Сразу уйти мне не удалось. Пришлось дожидаться Риту, а потом
выкручиваться из ее цепких пальцев.
– Ага, обещала помочь, а сама! – зудела соседка.
– Вечером приду.
– Так уже полдевятого.
– Значит, завтра.
– Вот, вечно так! Мне тут одной ковыряться, да еще с ментами
разговаривать! Сейчас приедут. Между прочим, спина болит, прямо отваливается!
Последние слова Ритка произнесла с глубокой обидой в голосе.
Я хотела было напомнить ей, что мы не такие уж близкие подруги, чтобы
предъявлять мне претензии, но неожиданно сказала другое:
– Ты попроси Нинку из двенадцатой квартиры, она у людей полы
моет, поможет тебе, уберет хоромы.
– Ага, так ей денег дать надо! Небось пятьдесят рублей
возьмет. Видишь, какая ты! Откуда у меня такие средства! Думала, ты поможешь.

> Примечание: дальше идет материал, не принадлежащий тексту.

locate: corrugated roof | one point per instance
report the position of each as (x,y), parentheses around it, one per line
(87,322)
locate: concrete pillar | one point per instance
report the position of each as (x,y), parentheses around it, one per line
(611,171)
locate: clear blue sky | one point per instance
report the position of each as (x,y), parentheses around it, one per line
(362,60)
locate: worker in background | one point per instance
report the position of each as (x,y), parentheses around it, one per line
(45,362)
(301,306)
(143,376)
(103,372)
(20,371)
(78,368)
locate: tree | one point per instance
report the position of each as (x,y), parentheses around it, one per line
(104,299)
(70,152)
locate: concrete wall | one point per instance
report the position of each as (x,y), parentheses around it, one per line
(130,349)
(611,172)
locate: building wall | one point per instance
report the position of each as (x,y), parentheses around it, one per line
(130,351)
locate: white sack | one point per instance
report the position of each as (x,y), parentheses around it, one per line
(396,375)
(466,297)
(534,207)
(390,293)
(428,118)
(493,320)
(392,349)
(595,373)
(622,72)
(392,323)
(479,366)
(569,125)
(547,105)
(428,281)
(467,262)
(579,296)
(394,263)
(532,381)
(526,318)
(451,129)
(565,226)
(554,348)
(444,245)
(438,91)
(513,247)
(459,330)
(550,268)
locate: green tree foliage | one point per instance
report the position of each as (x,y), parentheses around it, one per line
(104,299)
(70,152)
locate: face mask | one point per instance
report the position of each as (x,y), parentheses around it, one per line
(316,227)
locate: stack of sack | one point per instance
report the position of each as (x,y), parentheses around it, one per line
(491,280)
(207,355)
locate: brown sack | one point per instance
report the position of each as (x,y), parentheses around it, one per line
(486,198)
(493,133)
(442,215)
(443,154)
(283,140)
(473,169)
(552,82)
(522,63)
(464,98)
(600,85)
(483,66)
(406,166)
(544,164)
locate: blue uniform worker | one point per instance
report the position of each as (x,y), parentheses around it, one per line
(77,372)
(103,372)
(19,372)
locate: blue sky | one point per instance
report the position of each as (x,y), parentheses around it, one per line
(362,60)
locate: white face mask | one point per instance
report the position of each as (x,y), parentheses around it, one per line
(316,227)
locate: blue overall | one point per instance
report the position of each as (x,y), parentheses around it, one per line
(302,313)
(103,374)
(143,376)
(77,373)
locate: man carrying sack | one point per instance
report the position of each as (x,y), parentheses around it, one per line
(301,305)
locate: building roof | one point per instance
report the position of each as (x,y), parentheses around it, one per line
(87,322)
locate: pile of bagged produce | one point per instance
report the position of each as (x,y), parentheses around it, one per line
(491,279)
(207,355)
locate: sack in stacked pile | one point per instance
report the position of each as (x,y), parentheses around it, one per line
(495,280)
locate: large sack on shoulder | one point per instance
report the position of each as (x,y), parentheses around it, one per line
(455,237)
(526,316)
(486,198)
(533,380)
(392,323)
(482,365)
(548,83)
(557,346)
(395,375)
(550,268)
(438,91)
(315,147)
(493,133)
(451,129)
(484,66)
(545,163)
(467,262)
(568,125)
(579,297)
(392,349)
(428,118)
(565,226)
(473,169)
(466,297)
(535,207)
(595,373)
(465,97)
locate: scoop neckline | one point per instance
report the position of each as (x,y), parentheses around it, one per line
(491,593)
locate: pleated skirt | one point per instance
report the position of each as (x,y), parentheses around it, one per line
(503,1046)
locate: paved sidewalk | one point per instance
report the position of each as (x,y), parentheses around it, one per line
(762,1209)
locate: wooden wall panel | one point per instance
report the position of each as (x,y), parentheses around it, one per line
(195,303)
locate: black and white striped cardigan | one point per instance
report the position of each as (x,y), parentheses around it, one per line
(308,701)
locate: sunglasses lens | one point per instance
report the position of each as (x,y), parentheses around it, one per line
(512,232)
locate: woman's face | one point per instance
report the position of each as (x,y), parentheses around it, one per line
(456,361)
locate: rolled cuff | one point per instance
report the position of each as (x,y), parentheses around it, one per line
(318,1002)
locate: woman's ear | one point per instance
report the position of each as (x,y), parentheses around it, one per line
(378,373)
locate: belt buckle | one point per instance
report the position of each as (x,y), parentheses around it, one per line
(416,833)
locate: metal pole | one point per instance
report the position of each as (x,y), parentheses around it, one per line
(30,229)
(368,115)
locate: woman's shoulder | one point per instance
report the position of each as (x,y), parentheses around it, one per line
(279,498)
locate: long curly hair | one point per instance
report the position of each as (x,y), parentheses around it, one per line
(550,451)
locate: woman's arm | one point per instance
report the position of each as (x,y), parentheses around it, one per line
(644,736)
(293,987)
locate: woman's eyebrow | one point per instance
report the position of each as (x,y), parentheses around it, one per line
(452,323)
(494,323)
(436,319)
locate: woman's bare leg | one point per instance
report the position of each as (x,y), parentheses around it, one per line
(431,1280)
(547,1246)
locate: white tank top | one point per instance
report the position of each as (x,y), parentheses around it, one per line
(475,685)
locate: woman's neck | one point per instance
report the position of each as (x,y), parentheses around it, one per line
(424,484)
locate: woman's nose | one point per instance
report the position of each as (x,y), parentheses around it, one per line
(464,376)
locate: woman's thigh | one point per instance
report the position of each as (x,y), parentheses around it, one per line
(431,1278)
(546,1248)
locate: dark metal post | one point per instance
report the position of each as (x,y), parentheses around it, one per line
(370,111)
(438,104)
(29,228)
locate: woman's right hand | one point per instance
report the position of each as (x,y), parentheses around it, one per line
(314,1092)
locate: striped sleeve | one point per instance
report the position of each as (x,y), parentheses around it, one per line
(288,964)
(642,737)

Ну куда бежишь? Ночь на дворе. Кстати, где твой Олег?
Я молча вытащила из кошелька голубую бумажку и протянула
противной бабе.
– На, в качестве спонсорской помощи.
– А сотни не будет?
– Нет, только пятьдесят, не хочешь – не бери.
– Давай, – резко ответила Ритка и вырвала у меня из пальцев
купюру, – мало, конечно, да ладно.
К Институту Склифосовского я добралась около десяти вечера.
Естественно, центральный вход был закрыт. На звонок выглянул секьюрити, окинул
меня холодным взглядом и отрезал:
– Куда рвешься? Больные спят, посещения закончились.
– Пустите, пожалуйста, только с работы еду.
– Не положено.
Наверное, следовало сунуть ему рублей сто, но Ритка
основательно опустошила мой кошелек, поэтому я решила проникнуть внутрь
бесплатно.
– Сделайте одолжение…
– Идите домой.
Я еще поныла несколько минут, но охранник был спокоен, как
удав, и неприступен, словно иная галактика.
– Сказано – нет, значит, нет.
Внезапно дверь распахнулась, с улицы вбежала пара. Молодой
мужчина и женщина лет сорока, они что-то показали дежурному, и тот не стал их
останавливать.
– Ага, вон этих пустил…
– У этих пропуск на посещение в любое время.
– Где такой берут, я тоже хочу.
Охранник вздохнул.
– Дура ты, не дай бог эту бумажку от врача получить.
– Почему?
– Сама подумай, в каком случае ночью в больницу пускают!
Вымолвив последнюю фразу, он буквально вытолкал меня на
улицу. Я спустилась по ступенькам и стала огибать большое здание. Сам дурак.
Любая больница, кроме, пожалуй, косметической лечебницы, не бывает никогда
закрыта полностью, а уж Институт Склифосовского тем более. Как, скажите на
милость, сюда попадают больные, а? Правильно, через приемное отделение. Вот там
и дверь открыта, и народа полно.
Возле пандуса, по которому въезжали машины с красным крестом,
и впрямь оказался незапертый подъезд. Правда, у двери стоял охранник, тоже
бдительно поинтересовавшийся:
– Вы куда?
Я сделала тревожное лицо:
– Маму сюда привезла только что, а я полис в машине забыла,
вот, бегала за документом.
Охранник потерял ко мне всякий интерес, и я спокойно прошла
внутрь.
По обе стороны длинного коридора шли двери, тут и там сидели
и лежали люди, их было довольно много, никто не остановил меня, когда я вошла в
большой грузовой лифт, куда только что втолкнули каталку с несчастным парнем со
свежим гипсом на ноге.
В отделении стояла тишина. Больных не было видно, на посту
тосковала медсестра, читавшая журнал.
– Подскажите, Радько в какой палате?
– Посещения закончены.
Я оперлась на высокий прилавок и вздохнула.